Все девчонки знали правду, одна я не знала. Ну можно ли в такое поверить? И тем не менее это святая правда, такая уж я была идиотка. Дело в том, что у Галины был брат, и она много и часто о нем говорила. И ещё у Галины был жених, и о нем она тоже часто нам всем рассказывала. Сначала я познакомилась с братом, причём произошло это отнюдь не при романтических обстоятельствах, а при самых что ни на есть прозаических. Мы с Галиной были в городе, что-то там делали, потом, сделав дело, возвращались домой. Она жила в самом центре, я немного дальше, в Мокотове. К ней я зашла по дороге только для того, чтобы воспользоваться туалетом, домой не доехала бы. Вот тут и появился брат. Не скажу, чтобы такой уж красавец, но мне понравился. Было в нем что-то такое, симпатичное. И он проводил меня до дому, поскольку уже стемнело. Вежливый молодой человек.
Вскоре после этой первой встречи мы все — Янка, Галина, её брат и я пошли в кино на «Цезаря и Клеопатру». Этот фильм показывали в Варшаве во время каникул, когда нас в городе не было, и теперь он шёл в кинотеатрах лишь на окраинах Варшавы, вот мы и поехали то ли в Прутков, то ли ещё куда, не помню. Места нам достались стоячие на балконе, брат не вытягивал шею, чтобы читать подписи, английский он знал, как польский. И очень мне этим заимпонировал. Домой мы возвращались уже в темноте, под проливным дождём. Янка с Галиной помчались быстрее вперёд, я же никогда не умела быстро передвигаться по грязи, вот и теперь шла, как калека какая, а брат опять же из вежливости сопровождал меня, неудобно было бросить одну.
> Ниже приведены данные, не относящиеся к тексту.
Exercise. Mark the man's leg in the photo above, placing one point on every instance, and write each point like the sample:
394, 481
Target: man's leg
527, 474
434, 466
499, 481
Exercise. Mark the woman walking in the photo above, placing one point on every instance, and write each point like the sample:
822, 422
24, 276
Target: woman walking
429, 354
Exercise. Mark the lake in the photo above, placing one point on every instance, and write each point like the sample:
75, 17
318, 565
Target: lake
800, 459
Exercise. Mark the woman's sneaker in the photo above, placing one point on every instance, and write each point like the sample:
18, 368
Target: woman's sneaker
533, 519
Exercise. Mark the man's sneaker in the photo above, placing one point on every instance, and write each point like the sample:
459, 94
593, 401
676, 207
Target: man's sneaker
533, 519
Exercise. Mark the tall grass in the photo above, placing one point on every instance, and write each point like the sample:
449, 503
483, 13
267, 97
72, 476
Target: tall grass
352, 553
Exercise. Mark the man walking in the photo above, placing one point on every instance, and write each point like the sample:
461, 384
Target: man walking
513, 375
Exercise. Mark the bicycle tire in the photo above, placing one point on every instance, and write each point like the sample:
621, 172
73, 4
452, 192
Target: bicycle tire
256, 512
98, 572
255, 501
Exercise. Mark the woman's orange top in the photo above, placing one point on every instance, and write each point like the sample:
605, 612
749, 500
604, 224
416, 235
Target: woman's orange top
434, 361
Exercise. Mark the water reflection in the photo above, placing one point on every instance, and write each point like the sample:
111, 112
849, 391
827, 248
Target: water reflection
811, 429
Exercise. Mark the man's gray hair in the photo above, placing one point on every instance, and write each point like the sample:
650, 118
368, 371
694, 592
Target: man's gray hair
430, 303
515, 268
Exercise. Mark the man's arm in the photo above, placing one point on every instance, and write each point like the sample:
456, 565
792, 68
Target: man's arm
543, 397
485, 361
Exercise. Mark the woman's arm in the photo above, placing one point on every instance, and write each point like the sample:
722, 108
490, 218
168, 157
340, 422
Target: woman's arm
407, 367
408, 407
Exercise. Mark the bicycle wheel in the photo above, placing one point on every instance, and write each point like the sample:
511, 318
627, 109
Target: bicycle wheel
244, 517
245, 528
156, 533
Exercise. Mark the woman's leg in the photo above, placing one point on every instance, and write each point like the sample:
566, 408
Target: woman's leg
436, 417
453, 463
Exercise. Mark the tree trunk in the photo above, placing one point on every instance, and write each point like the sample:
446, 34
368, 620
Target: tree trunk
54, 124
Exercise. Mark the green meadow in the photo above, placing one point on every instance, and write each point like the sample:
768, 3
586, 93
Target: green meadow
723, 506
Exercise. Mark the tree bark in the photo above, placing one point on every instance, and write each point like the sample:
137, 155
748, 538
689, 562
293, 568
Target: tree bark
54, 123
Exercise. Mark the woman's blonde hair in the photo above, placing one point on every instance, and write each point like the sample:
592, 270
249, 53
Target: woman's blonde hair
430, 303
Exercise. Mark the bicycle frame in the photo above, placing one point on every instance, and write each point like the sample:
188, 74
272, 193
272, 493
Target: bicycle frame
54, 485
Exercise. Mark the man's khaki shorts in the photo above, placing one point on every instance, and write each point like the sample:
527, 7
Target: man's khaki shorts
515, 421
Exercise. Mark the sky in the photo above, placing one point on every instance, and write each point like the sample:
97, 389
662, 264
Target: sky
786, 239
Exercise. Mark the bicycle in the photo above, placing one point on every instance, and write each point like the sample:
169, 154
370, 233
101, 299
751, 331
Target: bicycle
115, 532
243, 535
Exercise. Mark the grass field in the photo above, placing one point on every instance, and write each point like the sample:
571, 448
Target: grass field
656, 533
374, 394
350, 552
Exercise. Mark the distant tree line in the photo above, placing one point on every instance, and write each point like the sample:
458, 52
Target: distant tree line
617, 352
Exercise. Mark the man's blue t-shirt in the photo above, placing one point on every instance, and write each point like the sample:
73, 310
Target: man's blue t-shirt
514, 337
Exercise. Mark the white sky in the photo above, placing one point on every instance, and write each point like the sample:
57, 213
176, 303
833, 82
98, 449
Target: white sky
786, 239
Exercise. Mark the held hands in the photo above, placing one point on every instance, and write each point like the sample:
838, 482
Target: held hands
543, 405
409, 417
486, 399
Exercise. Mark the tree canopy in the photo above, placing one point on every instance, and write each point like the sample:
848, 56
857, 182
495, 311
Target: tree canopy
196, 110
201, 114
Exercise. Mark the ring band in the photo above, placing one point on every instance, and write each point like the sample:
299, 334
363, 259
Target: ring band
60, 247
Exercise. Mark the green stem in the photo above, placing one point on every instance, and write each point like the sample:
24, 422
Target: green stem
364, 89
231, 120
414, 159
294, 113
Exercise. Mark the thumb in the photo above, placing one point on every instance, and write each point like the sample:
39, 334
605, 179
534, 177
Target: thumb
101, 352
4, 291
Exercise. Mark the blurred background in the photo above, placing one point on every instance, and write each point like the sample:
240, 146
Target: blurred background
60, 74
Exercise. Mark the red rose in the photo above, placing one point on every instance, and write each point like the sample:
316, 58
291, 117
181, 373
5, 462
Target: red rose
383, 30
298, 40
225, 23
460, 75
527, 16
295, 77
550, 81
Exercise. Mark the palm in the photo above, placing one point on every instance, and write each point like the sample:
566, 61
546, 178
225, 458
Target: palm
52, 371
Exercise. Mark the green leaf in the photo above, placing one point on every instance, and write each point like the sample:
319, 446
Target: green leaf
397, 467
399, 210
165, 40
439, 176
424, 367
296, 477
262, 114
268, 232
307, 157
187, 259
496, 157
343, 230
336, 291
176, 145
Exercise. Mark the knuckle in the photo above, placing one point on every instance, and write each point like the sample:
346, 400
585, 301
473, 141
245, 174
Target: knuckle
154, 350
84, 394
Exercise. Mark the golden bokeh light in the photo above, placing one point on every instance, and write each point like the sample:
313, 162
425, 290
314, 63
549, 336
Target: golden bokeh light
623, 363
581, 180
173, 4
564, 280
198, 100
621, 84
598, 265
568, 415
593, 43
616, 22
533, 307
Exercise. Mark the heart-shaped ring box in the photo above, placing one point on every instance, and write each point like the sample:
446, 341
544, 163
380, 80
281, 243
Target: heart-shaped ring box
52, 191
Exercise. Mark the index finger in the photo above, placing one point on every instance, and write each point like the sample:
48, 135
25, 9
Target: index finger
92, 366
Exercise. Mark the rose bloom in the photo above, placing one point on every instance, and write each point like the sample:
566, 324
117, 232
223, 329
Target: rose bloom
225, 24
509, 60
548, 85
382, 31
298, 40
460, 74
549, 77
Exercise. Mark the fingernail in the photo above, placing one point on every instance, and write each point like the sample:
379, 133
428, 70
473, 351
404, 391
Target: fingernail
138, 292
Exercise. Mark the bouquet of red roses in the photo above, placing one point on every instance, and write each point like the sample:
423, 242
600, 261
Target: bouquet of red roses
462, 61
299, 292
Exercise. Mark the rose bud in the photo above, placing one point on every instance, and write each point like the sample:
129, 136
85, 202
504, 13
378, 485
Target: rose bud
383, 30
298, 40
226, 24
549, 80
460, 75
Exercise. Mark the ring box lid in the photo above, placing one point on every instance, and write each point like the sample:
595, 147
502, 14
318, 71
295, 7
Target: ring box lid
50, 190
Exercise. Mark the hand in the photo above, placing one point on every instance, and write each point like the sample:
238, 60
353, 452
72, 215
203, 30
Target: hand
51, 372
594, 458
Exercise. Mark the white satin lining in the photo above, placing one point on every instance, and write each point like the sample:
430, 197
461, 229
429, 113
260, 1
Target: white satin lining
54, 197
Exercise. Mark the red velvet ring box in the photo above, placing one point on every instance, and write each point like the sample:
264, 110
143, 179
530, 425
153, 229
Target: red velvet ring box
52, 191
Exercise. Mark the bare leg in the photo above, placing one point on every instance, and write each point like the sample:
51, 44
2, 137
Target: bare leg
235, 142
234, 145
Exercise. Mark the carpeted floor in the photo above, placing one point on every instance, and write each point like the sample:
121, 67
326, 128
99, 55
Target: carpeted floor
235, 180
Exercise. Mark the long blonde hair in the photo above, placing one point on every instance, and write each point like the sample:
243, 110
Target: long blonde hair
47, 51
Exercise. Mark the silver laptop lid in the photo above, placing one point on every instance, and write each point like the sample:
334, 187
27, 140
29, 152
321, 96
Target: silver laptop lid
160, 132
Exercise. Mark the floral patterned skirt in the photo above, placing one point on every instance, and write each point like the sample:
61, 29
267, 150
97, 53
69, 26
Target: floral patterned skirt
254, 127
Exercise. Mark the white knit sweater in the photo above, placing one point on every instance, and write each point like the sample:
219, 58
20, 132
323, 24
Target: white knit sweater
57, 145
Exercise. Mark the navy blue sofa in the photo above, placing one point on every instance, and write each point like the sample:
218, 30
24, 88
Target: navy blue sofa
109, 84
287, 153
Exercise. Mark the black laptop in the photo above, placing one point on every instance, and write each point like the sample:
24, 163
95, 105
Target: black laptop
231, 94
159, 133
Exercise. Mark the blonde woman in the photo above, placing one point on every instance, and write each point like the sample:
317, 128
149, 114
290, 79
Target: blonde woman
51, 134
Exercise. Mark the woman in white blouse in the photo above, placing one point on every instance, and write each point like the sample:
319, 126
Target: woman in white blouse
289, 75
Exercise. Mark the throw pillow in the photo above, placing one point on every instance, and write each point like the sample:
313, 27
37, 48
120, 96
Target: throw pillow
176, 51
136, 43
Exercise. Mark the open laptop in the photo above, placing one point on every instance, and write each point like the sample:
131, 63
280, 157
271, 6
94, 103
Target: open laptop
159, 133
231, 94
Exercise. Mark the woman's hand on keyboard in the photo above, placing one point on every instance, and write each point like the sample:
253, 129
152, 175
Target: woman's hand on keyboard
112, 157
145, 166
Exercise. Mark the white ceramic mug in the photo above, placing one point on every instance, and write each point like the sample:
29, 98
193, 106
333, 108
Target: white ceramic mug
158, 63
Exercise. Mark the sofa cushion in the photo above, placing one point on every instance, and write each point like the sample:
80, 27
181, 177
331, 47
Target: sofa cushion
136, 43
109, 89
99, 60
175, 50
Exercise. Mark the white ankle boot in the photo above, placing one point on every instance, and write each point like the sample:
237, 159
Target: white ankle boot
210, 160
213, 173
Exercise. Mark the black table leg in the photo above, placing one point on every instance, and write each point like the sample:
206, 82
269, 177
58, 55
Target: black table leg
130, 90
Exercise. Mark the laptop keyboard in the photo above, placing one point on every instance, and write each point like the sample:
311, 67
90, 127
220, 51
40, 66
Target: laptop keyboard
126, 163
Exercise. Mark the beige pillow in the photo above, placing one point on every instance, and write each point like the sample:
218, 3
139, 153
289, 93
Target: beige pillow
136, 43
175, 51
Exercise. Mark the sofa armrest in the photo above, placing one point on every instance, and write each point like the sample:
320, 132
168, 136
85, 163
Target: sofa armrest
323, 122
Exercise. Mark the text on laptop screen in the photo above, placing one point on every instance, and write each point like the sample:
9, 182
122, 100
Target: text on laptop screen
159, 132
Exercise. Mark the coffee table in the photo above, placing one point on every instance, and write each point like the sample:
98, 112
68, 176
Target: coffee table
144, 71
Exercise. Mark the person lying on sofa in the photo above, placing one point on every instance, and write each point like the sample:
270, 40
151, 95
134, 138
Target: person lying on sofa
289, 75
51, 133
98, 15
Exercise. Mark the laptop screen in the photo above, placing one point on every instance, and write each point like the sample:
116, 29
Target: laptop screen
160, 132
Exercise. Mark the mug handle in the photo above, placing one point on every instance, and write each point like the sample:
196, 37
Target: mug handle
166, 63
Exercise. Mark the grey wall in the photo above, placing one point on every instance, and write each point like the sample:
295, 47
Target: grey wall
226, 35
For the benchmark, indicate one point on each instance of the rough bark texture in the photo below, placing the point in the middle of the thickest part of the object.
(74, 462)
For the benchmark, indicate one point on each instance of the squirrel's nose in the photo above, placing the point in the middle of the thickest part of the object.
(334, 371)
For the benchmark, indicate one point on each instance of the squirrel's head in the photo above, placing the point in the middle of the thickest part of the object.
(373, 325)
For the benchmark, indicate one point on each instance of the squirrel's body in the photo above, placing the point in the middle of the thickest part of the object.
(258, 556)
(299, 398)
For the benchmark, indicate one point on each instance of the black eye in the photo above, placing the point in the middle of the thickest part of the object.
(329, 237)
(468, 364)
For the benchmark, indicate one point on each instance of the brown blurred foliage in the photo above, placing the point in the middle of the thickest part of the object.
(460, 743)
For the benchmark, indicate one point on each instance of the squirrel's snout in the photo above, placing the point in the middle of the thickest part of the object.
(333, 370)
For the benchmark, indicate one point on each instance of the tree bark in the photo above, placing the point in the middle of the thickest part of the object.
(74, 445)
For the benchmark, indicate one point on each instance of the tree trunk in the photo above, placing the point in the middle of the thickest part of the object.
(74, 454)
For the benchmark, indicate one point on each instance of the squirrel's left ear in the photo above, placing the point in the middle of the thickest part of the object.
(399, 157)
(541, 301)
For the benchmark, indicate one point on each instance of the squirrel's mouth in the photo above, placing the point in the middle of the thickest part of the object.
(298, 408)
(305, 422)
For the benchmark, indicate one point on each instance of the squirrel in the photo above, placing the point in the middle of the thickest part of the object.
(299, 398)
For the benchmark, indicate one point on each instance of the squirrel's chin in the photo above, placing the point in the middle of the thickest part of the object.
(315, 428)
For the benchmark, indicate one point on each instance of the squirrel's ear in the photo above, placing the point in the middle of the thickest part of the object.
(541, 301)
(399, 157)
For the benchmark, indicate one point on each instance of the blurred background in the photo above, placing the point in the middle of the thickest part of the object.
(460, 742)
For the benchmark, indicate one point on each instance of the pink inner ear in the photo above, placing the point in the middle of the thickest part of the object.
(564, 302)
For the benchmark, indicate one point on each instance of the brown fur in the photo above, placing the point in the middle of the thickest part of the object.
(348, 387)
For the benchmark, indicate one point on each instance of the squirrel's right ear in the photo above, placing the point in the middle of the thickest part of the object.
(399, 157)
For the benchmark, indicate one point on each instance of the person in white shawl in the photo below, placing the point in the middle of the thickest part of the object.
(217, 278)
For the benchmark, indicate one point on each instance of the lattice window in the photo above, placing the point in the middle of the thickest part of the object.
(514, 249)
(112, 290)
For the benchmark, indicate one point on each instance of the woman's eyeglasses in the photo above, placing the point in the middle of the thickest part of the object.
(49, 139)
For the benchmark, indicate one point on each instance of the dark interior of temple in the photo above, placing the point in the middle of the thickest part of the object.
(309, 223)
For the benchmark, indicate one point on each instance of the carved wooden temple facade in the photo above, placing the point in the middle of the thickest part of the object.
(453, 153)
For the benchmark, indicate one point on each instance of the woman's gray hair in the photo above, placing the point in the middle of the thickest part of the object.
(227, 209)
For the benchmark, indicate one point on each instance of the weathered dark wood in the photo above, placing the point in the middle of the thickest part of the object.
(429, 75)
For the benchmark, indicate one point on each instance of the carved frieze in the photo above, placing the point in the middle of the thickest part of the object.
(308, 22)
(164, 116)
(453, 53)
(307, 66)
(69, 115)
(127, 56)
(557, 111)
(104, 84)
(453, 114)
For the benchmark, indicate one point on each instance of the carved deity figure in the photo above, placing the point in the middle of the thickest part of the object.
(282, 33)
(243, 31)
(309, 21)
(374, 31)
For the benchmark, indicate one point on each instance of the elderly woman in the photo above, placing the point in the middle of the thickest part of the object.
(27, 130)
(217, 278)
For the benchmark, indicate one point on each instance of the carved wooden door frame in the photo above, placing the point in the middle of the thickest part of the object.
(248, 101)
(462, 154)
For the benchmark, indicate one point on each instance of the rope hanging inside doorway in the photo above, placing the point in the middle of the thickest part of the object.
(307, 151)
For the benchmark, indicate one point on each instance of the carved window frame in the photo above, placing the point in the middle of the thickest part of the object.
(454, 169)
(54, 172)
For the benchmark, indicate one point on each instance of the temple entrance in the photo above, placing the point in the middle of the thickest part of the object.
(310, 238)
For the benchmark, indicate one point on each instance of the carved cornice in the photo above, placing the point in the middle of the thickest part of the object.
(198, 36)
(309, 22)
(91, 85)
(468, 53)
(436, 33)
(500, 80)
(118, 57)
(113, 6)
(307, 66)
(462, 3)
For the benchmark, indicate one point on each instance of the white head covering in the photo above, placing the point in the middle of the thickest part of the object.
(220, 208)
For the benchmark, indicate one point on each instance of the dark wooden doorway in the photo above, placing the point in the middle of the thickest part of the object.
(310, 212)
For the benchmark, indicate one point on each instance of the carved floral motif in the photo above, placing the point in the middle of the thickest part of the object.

О своём женихе Галина много нам рассказывала, что-то у них там не складывалось, а возможно, она излишне трезво подходила к вопросам будущей совместной жизни. Помню наш разговор в классе. Прислонясь к печке, она изливала мне душу и вдруг сказала:
— Не гожусь я ему в жены. Вот ты бы подошла больше. И вообще, собственно говоря, только на тебе ему и следует жениться.
Я с ужасом восприняла такое заявление в свете того, что Галина нарассказывала мне о женихе. Во-первых, звали его Станислав, я же не выношу этого имени. Во-вторых, он обожал супы, а я с детства не терплю их. В-третьих, он был очень вспыльчив, чуть что — выходил из себя и лицо его наливалось кровью, отвратительная черта! В-четвёртых, обожал просыпаться чуть свет и был при этом бодр, как жаворонок, я же — совсем наоборот, а ранним вставанием меня и без того уморила моя мать. Ну, и в-пятых, с этим противным Станиславом требовалось обходиться бережно и осторожно, как с тухлым яйцом.
Слушала я слушала Галинины излияния, а про себя думала: «Какое счастье, что Станислав не мой жених!» Хотя ради справедливости стоит отметить, что у него были и кое-какие достоинства: ум, эрудиция, чувство юмора, мягкий характер. И вообще он был порядочный человек и не бабник.
Вот и теперь, в ответ на её замечание, что Станиславу я гораздо более гожусь в жены, чем она, я ответила Галине, что мне гораздо больше нравится её брат.
— Ты ему тоже, — сухо и каким-то странным голосом ответила Галина.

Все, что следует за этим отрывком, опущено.